3. Only now the actual check is defined. The first part deals with pointers to members, which we ignore here. The second part concerns your everyday accessing a member of an object, which logically "involve a (possibly implicit) object expression".
   It's just the last sentence which describes the "additional check" this whole section was for:

   In this case, the class of the object expression [through which the member is accessed -pas] shall be C or a class derived from C.

   The "object expression" can be things like a variable, a return value of a function, or a dereferenced pointer. The "class of the object expression" is a compile time property, not a run time property; access through one and the same object may be denied or granted depending on the type of the expression used to access the member.

This code snippet demonstrates that.

class B { protected: int b; };

class C: public B 
{
    void f()
    {
        // Ok. The expression of *this is C (C has an
        // inherited member b which is accessible 
        // because it is not declared private in its
        // naming class B).
        this->b = 1;    

        B *pb = this;

        // Not ok -- the compile time 
        // type of the expression *pb is B.
        // It is not "C or a class derived from C"
        // as mandated by 11.4 in the 2011 standard.
        pb->b = 1;
    }
};

---

I initially wondered about this rule and assume the following rationale:

The issue at hand is data ownership and authority.

Without code inside B explicitly providing access (by making C a friend or by something like Alf's static accessor) no other classes except those who "own" the data are allowed to access it. This prevents gaining illicit access to the protected members of a class by simply defining a sibling and modifying objects of the original derived class through the new and before unknown sibling. Stroustrup speaks of "subtle errors" in this context in the TCPPL.

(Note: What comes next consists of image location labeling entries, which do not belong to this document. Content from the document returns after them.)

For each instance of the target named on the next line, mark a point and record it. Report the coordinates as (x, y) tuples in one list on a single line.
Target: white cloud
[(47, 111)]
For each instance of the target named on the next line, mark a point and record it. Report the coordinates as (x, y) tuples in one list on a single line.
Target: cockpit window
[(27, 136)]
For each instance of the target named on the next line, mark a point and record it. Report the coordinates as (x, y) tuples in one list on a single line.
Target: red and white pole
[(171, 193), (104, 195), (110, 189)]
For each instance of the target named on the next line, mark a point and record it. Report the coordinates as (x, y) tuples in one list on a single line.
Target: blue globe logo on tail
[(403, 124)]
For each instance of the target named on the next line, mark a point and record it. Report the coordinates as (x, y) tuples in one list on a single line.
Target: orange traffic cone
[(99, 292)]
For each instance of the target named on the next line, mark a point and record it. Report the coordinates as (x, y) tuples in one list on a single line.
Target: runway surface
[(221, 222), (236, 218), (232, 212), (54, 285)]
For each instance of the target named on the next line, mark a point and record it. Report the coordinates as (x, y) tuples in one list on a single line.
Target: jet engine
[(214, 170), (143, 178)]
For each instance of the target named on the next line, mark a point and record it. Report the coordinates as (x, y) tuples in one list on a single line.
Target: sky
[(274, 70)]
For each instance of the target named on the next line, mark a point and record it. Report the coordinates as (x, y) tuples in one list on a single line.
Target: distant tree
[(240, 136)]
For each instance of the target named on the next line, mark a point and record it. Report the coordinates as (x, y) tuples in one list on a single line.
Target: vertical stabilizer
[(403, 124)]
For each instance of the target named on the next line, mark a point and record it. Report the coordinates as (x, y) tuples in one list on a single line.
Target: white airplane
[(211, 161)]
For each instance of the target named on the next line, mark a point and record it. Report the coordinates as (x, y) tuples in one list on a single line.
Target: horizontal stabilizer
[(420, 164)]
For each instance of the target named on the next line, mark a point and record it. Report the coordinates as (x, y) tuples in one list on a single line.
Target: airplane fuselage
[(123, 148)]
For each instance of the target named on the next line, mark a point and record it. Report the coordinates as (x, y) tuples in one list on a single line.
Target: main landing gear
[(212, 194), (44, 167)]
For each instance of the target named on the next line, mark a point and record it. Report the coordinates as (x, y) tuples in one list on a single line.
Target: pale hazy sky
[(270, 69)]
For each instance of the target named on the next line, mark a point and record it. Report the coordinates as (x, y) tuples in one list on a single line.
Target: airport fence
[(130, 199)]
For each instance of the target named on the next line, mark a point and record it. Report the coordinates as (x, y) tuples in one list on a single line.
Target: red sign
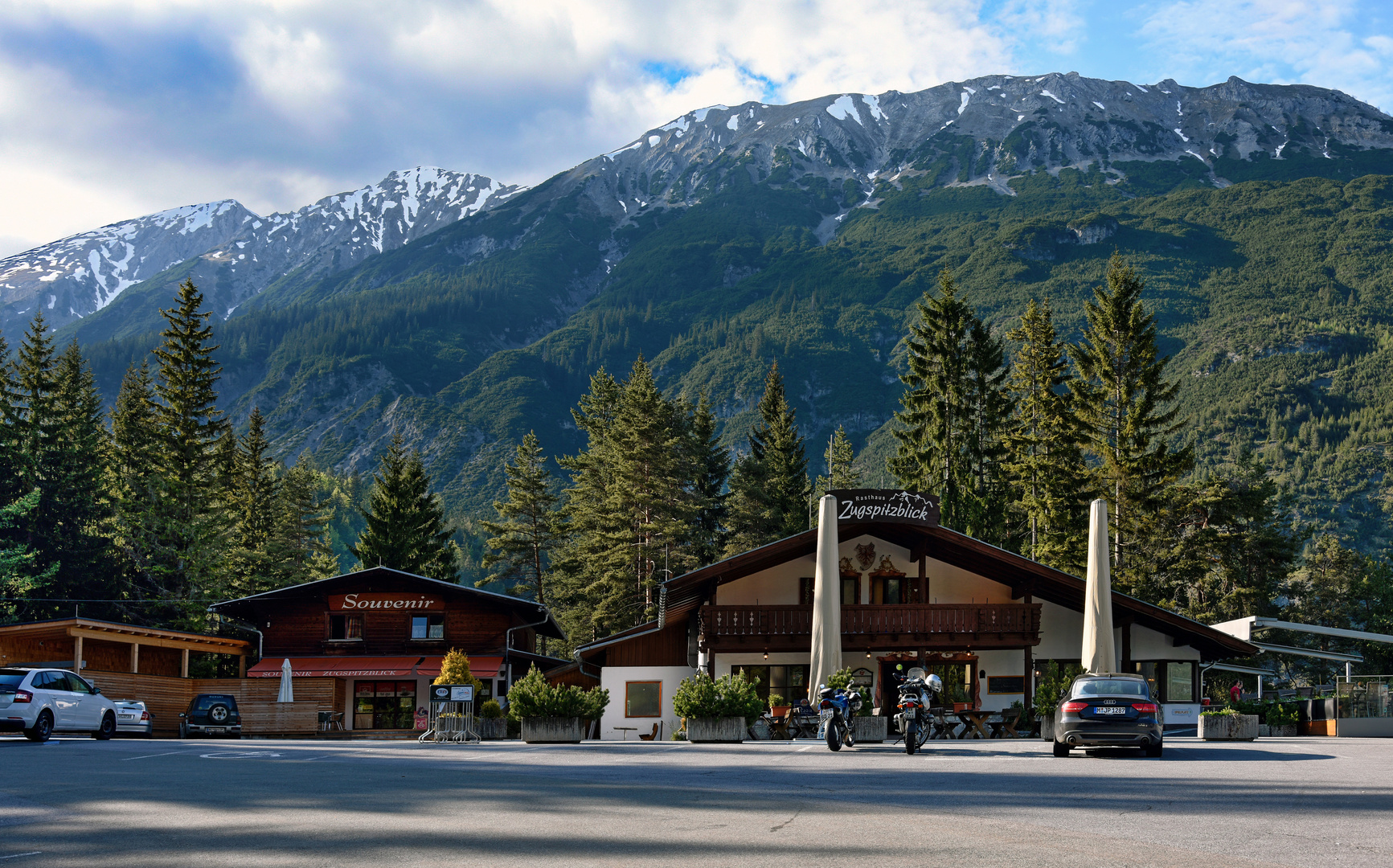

While it would be safe to access (different) objects of the original base class from a derived class' code, the rule is simply concerned with expressions (a compile time property) and not objects (a run time property). While static code analysis may show that an expression of some type Base actually never refers to a sibling, this is not even attempted, similar to the rules concerning aliasing. (Maybe that is what Alf meant in his post.)

I imagine the underlying design principle is the following: Guaranteeing ownership and authority over data gives a class the guarantee that it can maintain invariants related to the data ("after changing protected a always also change b"). Providing the possibility to change a protected property from by a sibling may break the invariant -- a sibling does not know the details of its sibling's implementation choices (which may have been written in a galaxy far, far away). A simple example would be a Tetragon base class with protected width and height data members plus trivial public virtual accessors. Two siblings derive from it, Parallelogram and Square. Square's accessors are overridden to always also set the other dimension in order to preserve a square's invariant of equally long sides, or they only just use one of the two. Now if a Parallelogram could set a Square's width or height directly through a Tertragon reference they would break that invariant.